Quel patient va développer une forme grave de Covid-19 ? C’est une question essentielle à laquelle il faut répondre pour améliorer la prise en charge individuelle et le pronostic de ces patients.  Les chercheurs viennent de comprendre qu’il est possible de savoir si un patient aura des formes sévères de Covid-19. Explications.

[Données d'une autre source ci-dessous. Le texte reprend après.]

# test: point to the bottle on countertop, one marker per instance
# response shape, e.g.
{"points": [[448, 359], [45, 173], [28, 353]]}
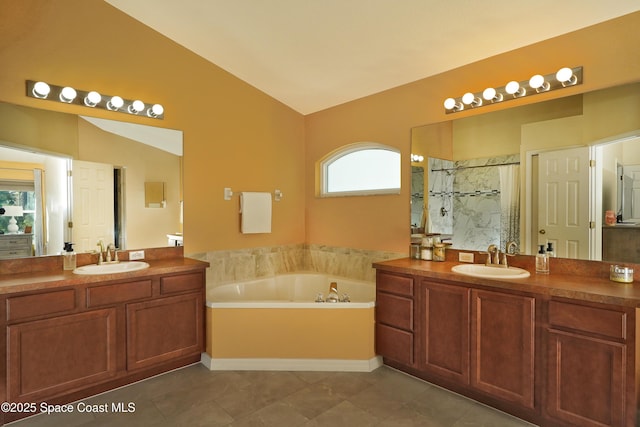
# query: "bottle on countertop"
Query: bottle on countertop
{"points": [[542, 261], [68, 257], [550, 252], [333, 293]]}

Environ 5 % des personnes atteintes de Covid-19 évoluent vers une forme grave ou critique et développent notamment une pneumonie sévère se transformant en syndrome de détresse respiratoire aiguë. Si ces formes surviennent parfois au début de la maladie, les observations cliniques décrivent généralement une progression de celle-ci en deux étapes, commençant par une forme légère à modérée, suivie d’une aggravation respiratoire 9 à 12 jours après l’apparition des premiers symptômes. Cette évolution soudaine suggère une dérégulation de la réponse inflammatoire de l’hôte. Un nombre croissant d’indications suggère que cette aggravation est provoquée par une forte augmentation des cytokines. Cet emballement de la réponse inflammatoire est corrélé à une infiltration massive dans les poumons de cellules immunitaires innées, à savoir des neutrophiles et des monocytes, créant des lésions pulmonaires et un syndrome de détresse respiratoire aigu. Mais, les chercheurs de l’Inserm ont découvert qu’il est possible de savoir si un patient aura des formes sévères de Covid-19. Dans une publication parue dans Science le 13 juillet, des équipes de l’Inserm et d’Université de Paris à l’Institut Imagine et des chercheurs de l’APHP et de l’Institut Pasteur décrivent un phénotype immunologique unique et inattendu chez les patients graves et critiques, consistant en une réponse fortement altérée des interférons (IFN) de type I, associée à une charge virale sanguine persistante et à une réponse inflammatoire excessive. Ces données suggèrent que la déficience en IFN de type I dans le sang pourrait être la marque des formes graves de Covid-19 et soulignent l’intérêt d’approches thérapeutiques associant l’administration précoce d’IFN avec une thérapie anti-inflammatoire adaptée ciblant l’IL-6 ou le TNF-α chez les patients en prévention d’une forme sévère.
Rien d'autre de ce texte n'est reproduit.